A college that charged up to 57 per cent in management fees has been found to be attempting to use up £100,000 of skills funding with tactical subcontracting.
But the Education and Skills Funding Agency has refused to say whether it will take enforcement action over what appears to be a clear breach of funding rules.
According to a posting on the government’s contract finder website from late April, Stephenson College is on the lookout for subcontractors to deliver part of its adult education budget for less than three months.
The contract worth £100,000 will run from May 14 to July 31. Bids from interested providers were requested by May 4.
The duration of under three months suggests it’s a tactical move to use up unspent adult education budget.
Funding rules state that providers “must not subcontract to meet short-term funding objectives”.
We ultimately wouldn’t have this problem if those that delivered got the funding directly
But the ESFA said it could not comment on this specific case – even though it has begun a subcontracting crackdown to ensure funding is used for “recognised costs”.
The college avoided repeated opportunities for almost a week to defend itself.
It also declined to justify management fees topping 50 per cent, as detailed in its subcontracting supply-chain policy, which is supposed to be reviewed in November.
“Stephenson College retains a management fee from all subcontracted partner organisations; typically this is between 22 to 57 per cent,” it said.
The policy was changed shortly after FE Week’s enquiry.
After taking six days to respond, a spokesperson eventually said: “The subcontracting supply chain fees and charging policy on our website reflects our current practice.”
The policy was actually updated on May 1, one day before the statement was issued.
It now says that the subcontracting charge is “typically” 20 per cent.
Mark Dawe, the head of AELP, said this proportion should be the “absolute maximum”.
If Stephenson College or any other provider is breaking funding rules on subcontracting, he insisted that the ESFA needs to “enforce them”.
“We ultimately wouldn’t have this problem if those that delivered got the funding directly,” he stressed.

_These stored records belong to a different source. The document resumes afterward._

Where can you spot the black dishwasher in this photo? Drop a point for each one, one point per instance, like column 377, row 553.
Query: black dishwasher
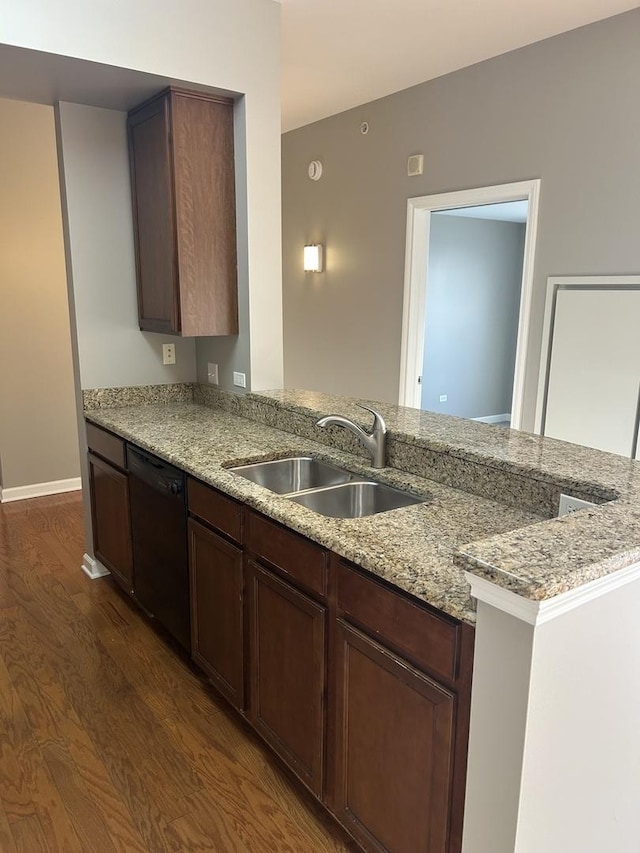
column 159, row 530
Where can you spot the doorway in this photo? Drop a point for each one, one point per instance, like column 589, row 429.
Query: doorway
column 431, row 322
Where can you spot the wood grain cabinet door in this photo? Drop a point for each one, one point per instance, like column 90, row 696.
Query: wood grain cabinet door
column 111, row 519
column 394, row 740
column 154, row 218
column 181, row 151
column 288, row 673
column 217, row 610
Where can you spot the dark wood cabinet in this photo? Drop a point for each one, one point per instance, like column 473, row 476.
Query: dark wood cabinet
column 183, row 185
column 111, row 519
column 394, row 749
column 361, row 689
column 287, row 666
column 217, row 643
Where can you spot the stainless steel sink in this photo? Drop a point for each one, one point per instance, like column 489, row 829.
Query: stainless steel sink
column 294, row 474
column 356, row 499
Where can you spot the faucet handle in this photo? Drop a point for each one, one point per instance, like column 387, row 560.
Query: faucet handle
column 378, row 422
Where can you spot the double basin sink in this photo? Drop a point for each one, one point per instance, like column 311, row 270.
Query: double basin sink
column 325, row 488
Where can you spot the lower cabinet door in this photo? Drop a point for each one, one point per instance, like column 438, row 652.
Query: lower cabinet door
column 288, row 672
column 111, row 519
column 394, row 739
column 217, row 610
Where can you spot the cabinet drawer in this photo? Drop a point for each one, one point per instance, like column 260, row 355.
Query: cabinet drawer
column 292, row 554
column 430, row 642
column 216, row 509
column 106, row 444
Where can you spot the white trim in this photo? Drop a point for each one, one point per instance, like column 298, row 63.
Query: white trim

In March, AELP, the adult community education body Holex, and provider group Collab all signed up to new best-practice guidance that lead providers should charge no more than 20 per cent in management fees.
Lead providers often claim that pricey management fees are necessary to cover administrative costs, but many in the sector, including the education committee chair Robert Halfon, believe that too much money is being diverted from frontline learning.
Management fees of up to 40 per cent, as were infamously charged by Learndirect, have long been a source of major controversy – but this figure pales in comparison with Stephenson College’s 57 per cent.
The college has an AEB allocation of £2,182,600 for 2017/18. It currently has a single declared subcontractor, Canal Engineering Limited, which delivers £80,000 of AEB on the college’s behalf, according to the ESFA’s list.
Four subcontractors delivered AEB and apprenticeships provision worth £206,730 on behalf of the college in 2016/17 – of which it retained £40,813, or a little under 20 per cent, according to the college’s website.
But in 2015/16 it retained a massive 40-per-cent cut on a subcontract with one provider worth £186,163.
Last month the ESFA announced it would be reviewing subcontracting fees and charges, and any changes will come into force from August.
“The ESFA rules are clear that providers must not subcontract to meet short-term funding objectives,” a DfE spokesperson said. “The ESFA investigates such cases and can take action where necessary.”